注意，如果你有一個與elasticsearch叢集不同的叢集，你可以設定機器的名字。

Settings settings = ImmutableSettings.settingsBuilder()
        .put("cluster.name", "myClusterName").build();
Client client =    new TransportClient(settings);
//Add transport addresses and do something with the client...

你也可以用elasticsearch.yml檔案來設定。

這個客戶端可以嗅到叢集的其它部分，並將它們加入到機器列表。為了開啟該功能，設定client.transport.sniff為true。

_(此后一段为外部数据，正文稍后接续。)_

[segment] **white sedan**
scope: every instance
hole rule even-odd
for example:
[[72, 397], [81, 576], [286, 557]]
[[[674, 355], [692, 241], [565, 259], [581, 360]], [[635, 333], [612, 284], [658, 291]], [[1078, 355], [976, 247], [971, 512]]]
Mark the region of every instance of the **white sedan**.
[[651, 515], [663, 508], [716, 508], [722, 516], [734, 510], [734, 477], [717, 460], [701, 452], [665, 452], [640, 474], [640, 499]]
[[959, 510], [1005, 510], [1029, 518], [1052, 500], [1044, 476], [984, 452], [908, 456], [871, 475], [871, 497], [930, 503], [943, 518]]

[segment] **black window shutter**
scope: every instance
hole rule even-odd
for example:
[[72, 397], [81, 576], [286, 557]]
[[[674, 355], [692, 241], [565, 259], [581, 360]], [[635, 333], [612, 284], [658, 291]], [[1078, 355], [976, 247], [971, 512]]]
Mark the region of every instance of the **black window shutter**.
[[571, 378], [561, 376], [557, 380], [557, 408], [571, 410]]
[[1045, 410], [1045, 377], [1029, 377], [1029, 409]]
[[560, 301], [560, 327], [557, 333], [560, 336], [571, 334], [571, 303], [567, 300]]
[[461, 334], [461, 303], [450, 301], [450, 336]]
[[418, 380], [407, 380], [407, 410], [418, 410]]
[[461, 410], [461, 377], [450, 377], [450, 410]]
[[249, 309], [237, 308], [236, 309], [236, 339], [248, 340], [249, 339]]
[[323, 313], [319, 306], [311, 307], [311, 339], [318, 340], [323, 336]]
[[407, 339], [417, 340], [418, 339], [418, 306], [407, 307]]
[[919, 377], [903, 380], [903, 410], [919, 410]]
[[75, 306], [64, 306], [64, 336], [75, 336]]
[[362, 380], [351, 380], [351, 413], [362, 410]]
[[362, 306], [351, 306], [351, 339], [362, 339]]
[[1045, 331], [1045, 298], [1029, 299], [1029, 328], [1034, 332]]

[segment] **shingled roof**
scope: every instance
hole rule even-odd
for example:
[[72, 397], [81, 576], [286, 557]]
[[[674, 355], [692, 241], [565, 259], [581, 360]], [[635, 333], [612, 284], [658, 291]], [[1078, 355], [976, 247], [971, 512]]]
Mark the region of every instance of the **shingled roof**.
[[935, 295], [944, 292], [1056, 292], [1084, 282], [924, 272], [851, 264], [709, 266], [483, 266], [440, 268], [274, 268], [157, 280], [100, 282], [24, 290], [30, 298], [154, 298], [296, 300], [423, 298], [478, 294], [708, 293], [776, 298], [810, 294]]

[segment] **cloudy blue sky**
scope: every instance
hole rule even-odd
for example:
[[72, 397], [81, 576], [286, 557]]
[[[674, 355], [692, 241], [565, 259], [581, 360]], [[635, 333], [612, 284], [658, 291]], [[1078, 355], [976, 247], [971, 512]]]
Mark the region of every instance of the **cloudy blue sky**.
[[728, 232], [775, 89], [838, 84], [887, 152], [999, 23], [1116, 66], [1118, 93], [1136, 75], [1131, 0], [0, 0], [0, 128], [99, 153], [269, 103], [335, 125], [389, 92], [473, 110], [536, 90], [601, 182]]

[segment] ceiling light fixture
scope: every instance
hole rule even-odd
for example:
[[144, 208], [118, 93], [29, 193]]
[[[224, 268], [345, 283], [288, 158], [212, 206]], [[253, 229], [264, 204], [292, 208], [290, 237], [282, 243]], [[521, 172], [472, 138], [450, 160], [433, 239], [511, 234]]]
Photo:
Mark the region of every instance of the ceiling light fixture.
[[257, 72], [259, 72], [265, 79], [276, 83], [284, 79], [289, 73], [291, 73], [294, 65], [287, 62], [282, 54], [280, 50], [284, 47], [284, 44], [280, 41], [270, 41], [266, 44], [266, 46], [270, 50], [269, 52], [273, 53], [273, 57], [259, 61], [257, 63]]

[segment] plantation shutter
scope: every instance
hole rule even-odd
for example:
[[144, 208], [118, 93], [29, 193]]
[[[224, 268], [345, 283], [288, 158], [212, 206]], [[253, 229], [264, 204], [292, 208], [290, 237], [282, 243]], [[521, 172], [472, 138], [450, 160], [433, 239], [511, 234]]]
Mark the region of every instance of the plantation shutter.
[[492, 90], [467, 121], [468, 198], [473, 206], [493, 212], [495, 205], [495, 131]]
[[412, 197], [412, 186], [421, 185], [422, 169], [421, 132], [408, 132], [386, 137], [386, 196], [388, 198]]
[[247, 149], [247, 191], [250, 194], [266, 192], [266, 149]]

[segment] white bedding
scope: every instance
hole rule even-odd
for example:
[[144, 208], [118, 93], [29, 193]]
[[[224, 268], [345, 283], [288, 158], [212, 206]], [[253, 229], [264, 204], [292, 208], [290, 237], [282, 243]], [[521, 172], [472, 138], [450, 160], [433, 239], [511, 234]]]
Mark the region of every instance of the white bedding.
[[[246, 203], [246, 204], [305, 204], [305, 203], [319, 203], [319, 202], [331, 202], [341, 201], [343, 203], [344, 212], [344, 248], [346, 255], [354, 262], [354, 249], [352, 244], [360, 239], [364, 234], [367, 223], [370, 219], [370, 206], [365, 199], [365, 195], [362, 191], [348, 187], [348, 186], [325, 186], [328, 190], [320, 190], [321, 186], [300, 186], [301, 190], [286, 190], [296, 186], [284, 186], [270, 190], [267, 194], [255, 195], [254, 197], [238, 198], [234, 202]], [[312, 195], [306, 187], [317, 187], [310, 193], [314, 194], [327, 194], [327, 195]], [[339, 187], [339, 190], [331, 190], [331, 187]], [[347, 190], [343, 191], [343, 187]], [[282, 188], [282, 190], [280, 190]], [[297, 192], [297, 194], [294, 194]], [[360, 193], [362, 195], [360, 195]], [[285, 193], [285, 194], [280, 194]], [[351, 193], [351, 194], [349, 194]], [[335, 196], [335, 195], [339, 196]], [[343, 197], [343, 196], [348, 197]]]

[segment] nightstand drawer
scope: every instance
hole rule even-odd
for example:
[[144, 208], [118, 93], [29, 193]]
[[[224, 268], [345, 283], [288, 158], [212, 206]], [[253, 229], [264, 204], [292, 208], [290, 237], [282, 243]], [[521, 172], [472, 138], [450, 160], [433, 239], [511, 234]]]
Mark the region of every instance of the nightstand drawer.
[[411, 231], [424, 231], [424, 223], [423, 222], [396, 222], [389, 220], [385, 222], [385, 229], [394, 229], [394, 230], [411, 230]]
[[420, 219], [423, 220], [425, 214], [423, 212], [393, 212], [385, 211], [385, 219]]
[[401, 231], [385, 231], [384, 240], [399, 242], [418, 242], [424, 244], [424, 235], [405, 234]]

Settings settings = ImmutableSettings.settingsBuilder()
        .put("client.transport.sniff", true).build();
TransportClient client = new TransportClient(settings);

其它的transport客戶端設定有如下幾個：

Parameter	Description
client.transport.ignore_cluster_name	true：忽略連線節點的叢集名驗證
client.transport.ping_timeout	ping一個節點的響應時間，預設是5s
client.transport.nodes_sampler_interval	sample/ping 節點的時間間隔，預設是5s

PS：client使用完畢後最好關閉，測試過如果一直獲取連線不關閉的話連線可能會報錯。

獲取文件

獲取API允許你通過id從索引中獲取型別化的JSON文件，如下例：

GetResponse response = client.prepareGet("twitter", "tweet", "1")
        .execute()
        .actionGet();

預設情況下，operationThreaded設定為true表示操作執行在不同的執行緒上面。下面是一個設定為false的例子。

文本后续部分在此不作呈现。